Un biais de négativité chez les patients acouphéniques ?

La question de savoir s’il existe, chez les acouphéniques invalidés par leur acouphène, une augmentation des réactions à des stimulations émotionnelles négatives a été testée dans deux expériences (Expériences 10 et 11). Nous avions émis l’hypothèse que la présence d’un acouphène invalidant pourrait entraîner un biais renforçant le traitement des stimuli auditifs négatifs, ce qui se traduirait par une réactivité corporelle exacerbée et une détection facilitée des stimuli négatifs. Les résultats n’ont pas permis de conclure à l’existence d’un biais de négativité dans le traitement des stimulations émotionnelles auditives chez ces patients, cependant ils suggèrent tout de même une légère exacerbation de la réactivité corporelle face à des sons sémantiquement négatifs.

Le champ de l’émotion est très vaste et très difficile à étudier. Il ne peut pas se réduire à l’analyse du jugement hédonique ou des variations neurovégétatives des individus. Le raisonnement sur lequel nous nous sommes appuyée pour rechercher l’existence d’un biais dans le traitement émotionnel chez les patients acouphéniques est sans doute trop simpliste. Nous avons cherché à étudier leur expérience émotionnelle dans le dessein d’expliquer des rétroactions entraînant la perception de l’acouphène en tant que stimulus aversif, et donc sa pertinence pour le système de traitement central, mais nous n’avons réussi qu’à étudier leur évaluation émotionnelle. Pourtant, en choisissant de nous intéresser aux variations des paramètres neurovégétatifs en réponse à des stimulations auditives émotionnelles, nous pensions nous rapprocher d’une mesure de l’expérience émotionnelle. Au vu de nos résultats, il est possible que les stimuli auditifs choisis et standardisés, c’est-à-dire émotionnels pour un ensemble d’individus, n’aient pas pu évoquer de réelle expérience émotionnelle chez un certain nombre d’entre eux. De plus, l’expérience des patients face à leur acouphène ou aux stimulations auditives de l’environnement, est sans doute encore différente, émotionnellement parlant, de la réactivité corporelle mesurée dans notre étude. Nous devrons à l’avenir nous attacher à présenter des stimulations auditives permettant d’évoquer une réelle émotion chez les participants, comme des morceaux de musique choisis pour évoquer de fortes réponses émotionnelles (Blood & Zatorre, 2001).

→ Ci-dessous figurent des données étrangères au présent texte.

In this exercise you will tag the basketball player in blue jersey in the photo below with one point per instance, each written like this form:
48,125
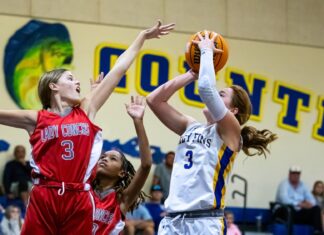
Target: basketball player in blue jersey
206,152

Cependant, il se peut aussi que notre hypothèse d’un biais de négativité, chez les acouphéniques, dans le traitement des stimuli émotionnels soit fausse. On peut imaginer que la présence d’un acouphène invalidant n’entraîne pas une exacerbation des réactions à toutes les stimulations émotionnelles négatives, mais simplement une plus grande difficulté à gérer la présence de cet acouphène. L’implication de facteurs émotionnels dans la pérennisation du symptôme se réduirait alors à l’acquisition, par celui-ci, d’une signification émotionnelle négative, à l’origine d’un renforcement de la détection automatique du signal neuronal associé à l’acouphène.